33. A computer readable storage medium comprising the computer
program of claim 30.
34. A computer program product comprising computer readable code
according to claim 32.
35. An integrated circuit configured to perform the method of claim
1.
36. An article of manufacture comprising: a machine-readable
storage medium; and executable instructions embodied in the machine
readable storage medium that when executed by a programmable system
comprising an analysis means, wherein data is stored in the data
store as segments of related data, and a data store comprising at
least one data storage media, cause the system to perform the steps
of: identifying data in the data store requiring processing;
identifying a data segment in the data store related to said
identified data; copying the identified data requiring processing
to a data storage part of the analysis means; and the analysis
means reviewing the data in the data storage part of the analysis
means to identify what analysis tasks must be carried out on the
identified data; the analysis means storing the identified analysis
tasks in a task storage part of the analysis means; the analysis
means reviewing the stored analysis tasks to identify what required
data is required to carry out the analysis tasks; the analysis
means reviewing the data in the data storage part of the analysis
means to identify any missing required data which is not stored in
the data storage part of the analysis means; copying the identified
missing required data to the data storage part of the analysis
means; the analysis means executing an analysis task from the task
storage part of the analysis means; the analysis means removing the
executed analysis task from the task storage part of the analysis
means and updating the data in the data storage part of the
analysis means based on the output of the analysis task; and the
analysis means returning to the step of reviewing the data in the
data storage part of the analysis means to identify what analysis
tasks must be carried out on the identified data; and when the
execution of stored analysis tasks is stopped, updating the data in
the data store based on the updated data in the data storage part
of the analysis means; wherein the executable instructions cause
the system to carry out the functions of the analysis means in
random access memory.
Description
CROSS REFERENCE TO RELATED APPLICATION
[0001] This application claims priority from UK Patent Application
No. 1115642.9 filed Sep. 9, 2011, titled "DATA STORAGE METHOD AND
SYSTEM", and is incorporated herein by reference.
FIELD OF THE INVENTION
[0002] This invention relates to a data processing method, system
and computer code for the processing of data, particularly data
associated with consumption of utilities such as gas, water and
electricity.
BACKGROUND
[0003] There is an ongoing and urgent need to reduce consumption of
energy and water both for environmental and cost reasons.

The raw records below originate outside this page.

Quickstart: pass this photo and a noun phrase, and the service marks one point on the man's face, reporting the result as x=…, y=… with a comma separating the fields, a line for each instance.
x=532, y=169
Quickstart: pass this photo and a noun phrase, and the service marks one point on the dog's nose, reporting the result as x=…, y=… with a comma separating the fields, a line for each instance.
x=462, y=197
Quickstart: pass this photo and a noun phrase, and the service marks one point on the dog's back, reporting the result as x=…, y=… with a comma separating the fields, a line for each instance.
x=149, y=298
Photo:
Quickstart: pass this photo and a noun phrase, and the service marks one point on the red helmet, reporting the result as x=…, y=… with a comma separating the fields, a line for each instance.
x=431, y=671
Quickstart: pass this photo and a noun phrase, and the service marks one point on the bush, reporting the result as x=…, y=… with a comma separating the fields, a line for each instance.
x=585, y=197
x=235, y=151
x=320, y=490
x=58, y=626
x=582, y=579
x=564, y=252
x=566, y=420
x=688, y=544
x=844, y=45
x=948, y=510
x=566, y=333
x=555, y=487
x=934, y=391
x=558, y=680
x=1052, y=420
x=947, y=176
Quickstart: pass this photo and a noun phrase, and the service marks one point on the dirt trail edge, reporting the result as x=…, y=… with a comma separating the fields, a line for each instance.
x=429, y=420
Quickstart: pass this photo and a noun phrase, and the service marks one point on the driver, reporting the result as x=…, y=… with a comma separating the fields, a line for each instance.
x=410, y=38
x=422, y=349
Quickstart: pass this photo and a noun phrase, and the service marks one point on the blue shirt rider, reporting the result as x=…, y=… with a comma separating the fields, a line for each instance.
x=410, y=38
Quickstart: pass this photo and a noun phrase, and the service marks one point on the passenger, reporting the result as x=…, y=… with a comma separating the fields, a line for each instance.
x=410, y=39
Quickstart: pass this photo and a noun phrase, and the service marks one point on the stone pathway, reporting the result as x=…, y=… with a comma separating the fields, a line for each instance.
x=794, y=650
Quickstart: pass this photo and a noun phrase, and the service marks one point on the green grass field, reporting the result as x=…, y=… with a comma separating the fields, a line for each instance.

[0004] A large proportion of the energy and water supplied by
utilities suppliers is wasted as a result of inefficiencies such as
use of electrical appliances that have poor efficiency or for
behavioral reasons such as appliances that are left switched on and
so consume electricity even when not in use, or excessive
consumption of water. This leads to wastage and increased costs for
utilities and customers. Moreover, with respect to electricity,
electrical energy use in buildings accounts for a very large
proportion of all carbon emissions. Demand for utilities can vary
dramatically between identical buildings with the same number of
occupants, and this suggests that reducing waste through behavioral
efficiency is essential. Therefore, efforts are required to change
the patterns of utilities use by consumers.
[0005] The utilities suppliers recognize three major obstacles to
progress in this objective: a shortage of sources of competitive
advantage, a lack of detailed understanding of their customers, and
a lack of "touch points", i.e. ways of interacting with the
customers. Opportunities for differentiation revolve mainly around
price and "green" issues, i.e. reduction of environmental impact.
The utilities suppliers have very little information about their
customers' behavior because electricity, gas and water meters
collect whole house data continuously and are read
infrequently.
[0006] Meters to measure total consumption of utilities of a
household are commonplace for each of gas, electricity and water,
however this total is not useful in identifying areas in which
efficiencies may be possible (for brevity, we refer herein to a
"household", however it will
[0007] be appreciated that the present invention is not limited to
a domestic house but may be applied to any domestic, workplace or
other setting that receives its own discrete utilities supplies, in
particular mains electricity supply from an electricity grid; water
supply; and/or gas supply).
[0008] Apparatus for monitoring consumption of a resource such as
electricity supplied on a cable is disclosed in WO 2008/142425.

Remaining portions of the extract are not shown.